Below, we'll work with an open dataset [from Kaggle](https://www.kaggle.com/datasets/rezaghari/friends-series-dataset) on the popular sitcom ["Friends"](https://en.wikipedia.org/wiki/Friends) which aired from 1994 to 2004. Each row in this dataset describes data on a single episode (but note that some episodes, like season finales are listed more than once, because they consist of multiple parts that aired separately.)

- Load the dataset (which you can find as `friends.csv`in the same folder as this notebook) using `pandas`.
- Display the first 10 entries in the dataset.
- Print how many episodes are included and find out how many seasons are included.
- Consider the ratings (cf. `Stars` column):
    + Rank the rows in the dataset according to their ratings in decreasing order: which is the most popular episode?
    + Create a new series containing the mean rating per season.
    + Rank (in increasing order) the resulting series of means and plot them using a bar chart.
- Count how often each Director appears in the dataset and plot their cumulative frequency as a *horizontal* bar chart.
- Iterate over the `Summary` column: write these summaries of each Friends episode away to a new plain text file (`summaries.txt`) and write away each summary to a separate line.  Make sure to write to the file in a safe way. Make sure that the summaries do not contain any linebreaks anymore before writing them away.

In [None]:
# code here

## 2. Frequency distributions (5 points)

- Iterate over the summaries in `summaries.txt` in a line-by-line fashion and store them in a tuple. Make sure to read the file in a safe way.
- Use `collections.Counter` to iterate over the summaries and count out which of the lead characters (see dictionary below, which includes gender information) is most frequently mentioned in the summaries.
- Convert the resulting frequency distribution to a `pandas` object (use as column names `character` and `count`) and plot the result as a bar chart.
- Consider character interaction: consider all pairs of characters and count (in a data structure of your own choice) how many episodes these characters co-occur. Which two characters are most frequently mentioned together in the summaries?
- **Intermediate:** Consider the statistics that you collected in the previous question: try to write (preferably elegant) code to explicitly count how often the men interact with one another and how often the women interact with one another. Also calculate the mass of mixed-gender interactions.

In [None]:
leads = {'Joey': 'M', 'Rachel': 'F', 'Monica': 'F', 'Phoebe': 'F', 'Chandler': 'M', 'Ross': 'M'}

In [None]:
# code here

## 3. Functions and regular expressions (5 points)

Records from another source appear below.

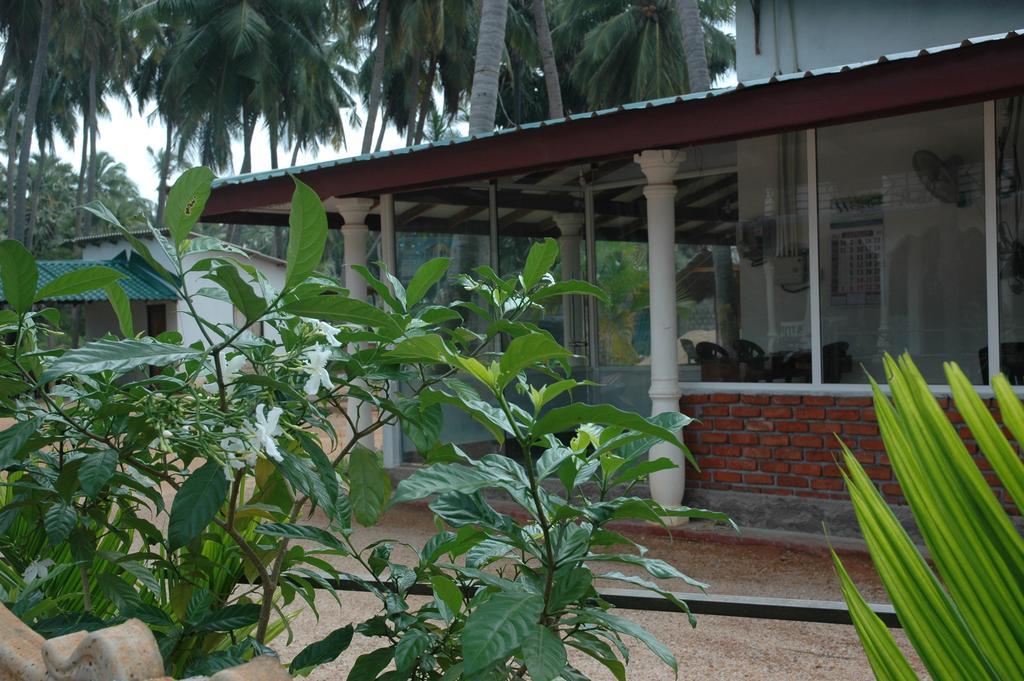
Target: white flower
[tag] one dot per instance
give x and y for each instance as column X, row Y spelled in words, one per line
column 37, row 569
column 316, row 358
column 326, row 330
column 229, row 372
column 261, row 435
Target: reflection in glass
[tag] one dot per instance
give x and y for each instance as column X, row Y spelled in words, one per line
column 901, row 231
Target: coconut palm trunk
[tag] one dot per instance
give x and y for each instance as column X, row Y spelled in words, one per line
column 31, row 107
column 489, row 46
column 551, row 81
column 377, row 83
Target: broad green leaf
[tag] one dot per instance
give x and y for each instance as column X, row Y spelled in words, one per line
column 370, row 665
column 241, row 292
column 424, row 279
column 13, row 440
column 197, row 504
column 18, row 274
column 79, row 281
column 58, row 521
column 630, row 628
column 308, row 235
column 526, row 351
column 544, row 653
column 299, row 531
column 539, row 262
column 446, row 591
column 439, row 479
column 185, row 202
column 96, row 470
column 323, row 651
column 886, row 658
column 122, row 308
column 562, row 419
column 229, row 618
column 370, row 485
column 407, row 653
column 121, row 356
column 340, row 309
column 496, row 629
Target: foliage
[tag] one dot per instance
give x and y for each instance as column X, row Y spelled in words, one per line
column 228, row 444
column 965, row 616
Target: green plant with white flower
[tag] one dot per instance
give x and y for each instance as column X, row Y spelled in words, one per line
column 204, row 490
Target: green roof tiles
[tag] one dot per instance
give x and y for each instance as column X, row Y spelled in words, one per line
column 139, row 282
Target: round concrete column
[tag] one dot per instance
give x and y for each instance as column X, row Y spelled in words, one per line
column 354, row 232
column 659, row 167
column 569, row 225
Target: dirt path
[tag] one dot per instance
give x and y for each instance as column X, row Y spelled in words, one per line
column 718, row 648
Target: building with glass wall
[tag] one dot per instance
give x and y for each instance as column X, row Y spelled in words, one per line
column 761, row 248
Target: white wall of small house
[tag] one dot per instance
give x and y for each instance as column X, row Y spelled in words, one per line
column 798, row 35
column 179, row 317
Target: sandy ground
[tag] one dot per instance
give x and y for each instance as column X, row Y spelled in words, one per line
column 718, row 648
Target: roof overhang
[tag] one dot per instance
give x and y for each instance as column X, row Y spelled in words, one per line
column 973, row 71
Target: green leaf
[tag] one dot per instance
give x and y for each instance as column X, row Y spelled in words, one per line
column 97, row 468
column 370, row 665
column 439, row 479
column 241, row 292
column 886, row 658
column 58, row 521
column 446, row 591
column 79, row 281
column 341, row 309
column 539, row 262
column 624, row 626
column 424, row 279
column 496, row 629
column 185, row 202
column 229, row 618
column 13, row 440
column 121, row 356
column 410, row 648
column 122, row 308
column 370, row 485
column 323, row 651
column 299, row 531
column 18, row 274
column 525, row 351
column 307, row 237
column 197, row 504
column 562, row 419
column 545, row 654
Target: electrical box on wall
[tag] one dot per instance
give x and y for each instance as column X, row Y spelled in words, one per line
column 791, row 270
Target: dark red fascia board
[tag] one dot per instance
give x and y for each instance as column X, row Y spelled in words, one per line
column 969, row 74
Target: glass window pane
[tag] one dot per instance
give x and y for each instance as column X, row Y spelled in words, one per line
column 1010, row 200
column 902, row 244
column 741, row 251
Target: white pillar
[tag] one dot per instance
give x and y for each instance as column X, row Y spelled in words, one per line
column 354, row 231
column 569, row 225
column 659, row 167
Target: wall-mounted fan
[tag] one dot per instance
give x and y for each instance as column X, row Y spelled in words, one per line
column 939, row 176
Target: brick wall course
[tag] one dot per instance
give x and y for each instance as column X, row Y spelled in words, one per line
column 787, row 444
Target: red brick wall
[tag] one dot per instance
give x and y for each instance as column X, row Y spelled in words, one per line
column 786, row 443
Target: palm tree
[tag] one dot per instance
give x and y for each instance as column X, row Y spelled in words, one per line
column 631, row 50
column 489, row 46
column 35, row 86
column 547, row 48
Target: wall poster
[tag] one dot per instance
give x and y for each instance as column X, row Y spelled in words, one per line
column 856, row 245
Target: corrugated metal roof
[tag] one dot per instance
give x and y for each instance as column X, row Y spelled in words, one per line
column 763, row 82
column 139, row 282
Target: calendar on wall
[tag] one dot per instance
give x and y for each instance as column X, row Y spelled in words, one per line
column 856, row 247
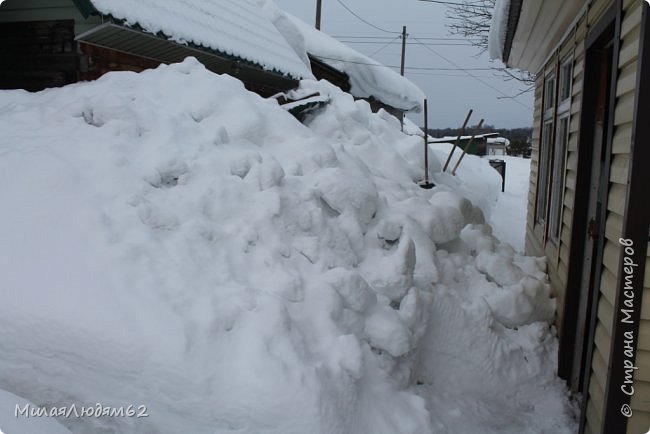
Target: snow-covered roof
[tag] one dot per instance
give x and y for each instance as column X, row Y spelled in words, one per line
column 498, row 29
column 236, row 28
column 367, row 76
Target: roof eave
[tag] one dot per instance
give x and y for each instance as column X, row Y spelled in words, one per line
column 514, row 12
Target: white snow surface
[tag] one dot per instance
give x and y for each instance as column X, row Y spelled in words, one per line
column 498, row 29
column 367, row 76
column 238, row 28
column 508, row 218
column 238, row 272
column 12, row 405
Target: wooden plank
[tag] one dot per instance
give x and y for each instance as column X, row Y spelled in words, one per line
column 570, row 180
column 611, row 256
column 624, row 112
column 639, row 423
column 608, row 285
column 599, row 367
column 631, row 18
column 569, row 199
column 606, row 314
column 619, row 168
column 616, row 198
column 639, row 401
column 622, row 143
column 594, row 418
column 596, row 395
column 626, row 80
column 613, row 226
column 597, row 9
column 630, row 48
column 645, row 305
column 644, row 342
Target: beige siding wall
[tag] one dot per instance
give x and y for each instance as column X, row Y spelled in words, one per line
column 46, row 10
column 536, row 239
column 640, row 403
column 537, row 244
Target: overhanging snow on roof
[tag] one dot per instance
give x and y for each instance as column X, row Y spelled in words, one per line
column 238, row 29
column 135, row 42
column 368, row 78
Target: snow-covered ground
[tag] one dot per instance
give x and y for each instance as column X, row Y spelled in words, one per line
column 508, row 218
column 172, row 240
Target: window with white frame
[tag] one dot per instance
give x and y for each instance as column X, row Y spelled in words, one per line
column 542, row 176
column 560, row 150
column 545, row 147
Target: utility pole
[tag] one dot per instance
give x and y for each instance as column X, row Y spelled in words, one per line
column 318, row 7
column 403, row 49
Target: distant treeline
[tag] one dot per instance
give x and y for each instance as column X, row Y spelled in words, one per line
column 520, row 138
column 519, row 135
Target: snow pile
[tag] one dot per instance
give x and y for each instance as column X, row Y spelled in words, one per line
column 368, row 78
column 174, row 241
column 498, row 29
column 238, row 28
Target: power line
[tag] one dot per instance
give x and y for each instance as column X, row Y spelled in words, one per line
column 389, row 43
column 408, row 43
column 415, row 68
column 456, row 4
column 363, row 20
column 386, row 37
column 470, row 74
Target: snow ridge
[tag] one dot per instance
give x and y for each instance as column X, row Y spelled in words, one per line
column 237, row 271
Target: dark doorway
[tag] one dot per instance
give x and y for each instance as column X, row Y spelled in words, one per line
column 590, row 208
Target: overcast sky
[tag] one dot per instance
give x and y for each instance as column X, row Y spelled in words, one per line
column 451, row 92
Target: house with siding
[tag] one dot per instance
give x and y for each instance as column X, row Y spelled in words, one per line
column 46, row 43
column 588, row 210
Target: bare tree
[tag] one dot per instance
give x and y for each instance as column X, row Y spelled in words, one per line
column 471, row 20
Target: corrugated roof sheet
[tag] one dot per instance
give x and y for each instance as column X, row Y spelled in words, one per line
column 237, row 28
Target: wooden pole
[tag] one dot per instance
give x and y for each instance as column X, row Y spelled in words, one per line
column 426, row 143
column 460, row 135
column 403, row 50
column 318, row 9
column 453, row 172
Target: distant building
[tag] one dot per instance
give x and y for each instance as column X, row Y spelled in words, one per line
column 46, row 43
column 497, row 146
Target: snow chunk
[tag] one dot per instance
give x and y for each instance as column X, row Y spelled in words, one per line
column 368, row 78
column 239, row 29
column 498, row 29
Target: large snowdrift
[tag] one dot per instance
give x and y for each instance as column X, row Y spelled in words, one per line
column 172, row 240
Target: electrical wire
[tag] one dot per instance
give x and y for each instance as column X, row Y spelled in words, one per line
column 383, row 47
column 471, row 75
column 415, row 68
column 363, row 20
column 437, row 44
column 457, row 4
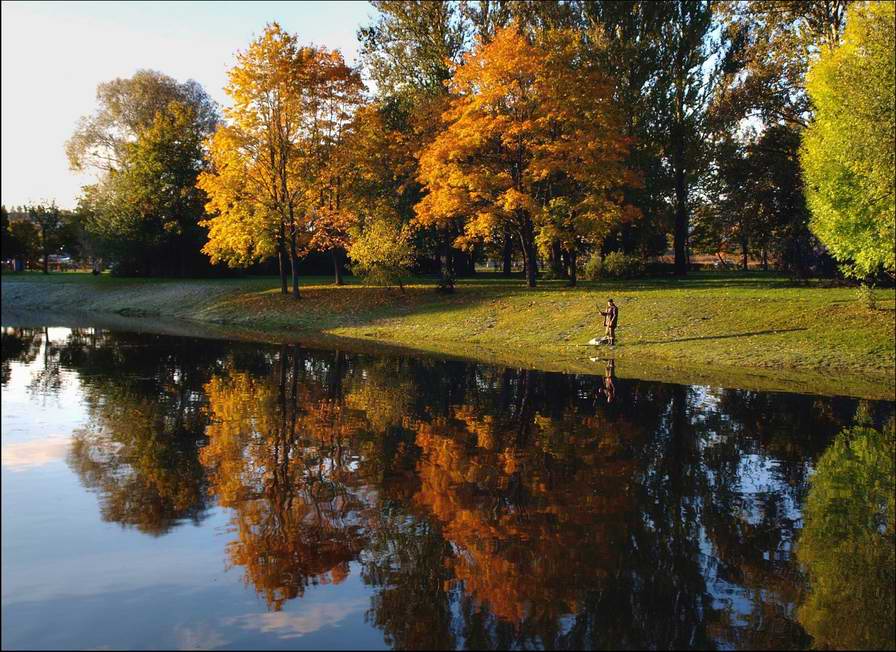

- Define a function that can sentence-tokenize an arbitrary string (an input parameter that you can call `text`) and returns the resulting sentences as a tuple. For this purpose, you should work with a regular expression that matches any series of the punctuation marks '.', '!', and '?' immediately followed by at least one instance of whitespace.
- Add a boolean parameter `lowercase` to the function's signature which defaults to False and which will lowercase the resulting sentences when set to `True` and add the desired behaviour to the string.
- The function should raise a `ValueError` if one of the two parameters (`text` and `lowercase`) does not have the expected type. Add an informative error message.
- Use this naive sentence tokenizer to count how many sentences the summaries contain in total. (Assert that you have a higher sentence count than summary count, because summaries contain multiple sentences.)
- **Advanced:** At the start of a sentence, all words are normally capitalized. In the summaries, we should be able to naively detect the names of other, non-lead characters, because their names will be capitalized, also when they occur in the middle of a sentence. Exploit this regularity and attempt to automatically detect the names of other characters. Count their occurences in the summaries to find out the most frequently occuring *side* characters (i.e. while ignoring lead character). *Hint: the most frequently mentioned side character appears to be "Emily"*.
    + Remove genitival endings (e.g. `Paolo's`)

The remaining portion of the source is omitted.